L’hétérogénéité des sources pour une expérience intime du réel
Dans mon travail, ce qui m’intéresse précisément, c’est d’essayer d’appréhender comment le réel est composée de fictions et comment la fiction a le pouvoir de produire de la réalité. Et ce, aujourd’hui plus que jamais, dans notre monde construit par et avec des images. Quand le réel est tellement peuplé d’images et de toutes sortes de machines de vision, quand la réalité et sa représentation, la carte et le territoire, sont à ce point co-dépendants, entremêlés et confondus, une variété de régimes visuels s’impose afin de construire une image du réel qui sera donc dès le départ kaléidoscopique, composite. Il ne me suffit plus d’installer une caméra et d’enregistrer le monde, il me faut explorer différents supports et rendre visibles, sensibles, des interfaces, des dispositifs, des médiations de tout type.
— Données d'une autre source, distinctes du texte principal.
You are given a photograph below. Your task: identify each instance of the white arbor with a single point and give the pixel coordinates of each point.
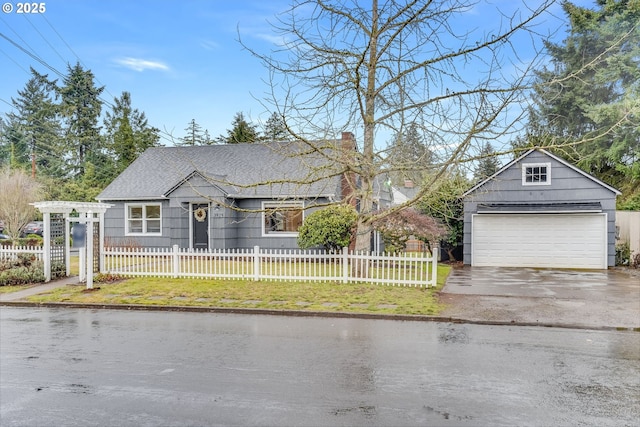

Dans mon dernier court-métrage, for here am i sitting in a tin can far above the world (2023), j’ai employé des images provenant de caméras de vidéo-surveillance, de jeux vidéo, de vlogs intimes trouvés sur YouTube, d’animations 3D, d’archives historiques tournées en pellicule ou en vidéo analogique, de magazines, de microscopes, de scanners et d’autres types d’imagerie médicale, de Google Maps, de plateformes d’échanges financiers, de reportages télévisuels. Cette forte hétérogénéité de sources et de médias qui caractérise également mon film précédent, La Mécanique des fluides (2022), loin d’être un geste créatif audacieux ou un simple exercice de style, se situe au plus près de mon expérience intime et quotidienne du réel et de la manière dont je conçois et éprouve le monde, inévitablement médié par des écrans et des technologies, par des « contenus », par des « visualisations » de données. À l’ère des réseaux sociaux où toute authenticité est en réalité artifice et mise en scène mesurée, l’indétermination entre le réel et sa fictionnalisation est manifeste et il me semble que le cinéma ne peut aujourd’hui que travailler à partir de celle-ci, en la réfléchissant, en problématisant cette indétermination fertile, fascinante (et parfois dangereuse).
SOURCE : La lettre Astérisque de la Scam – été 2024.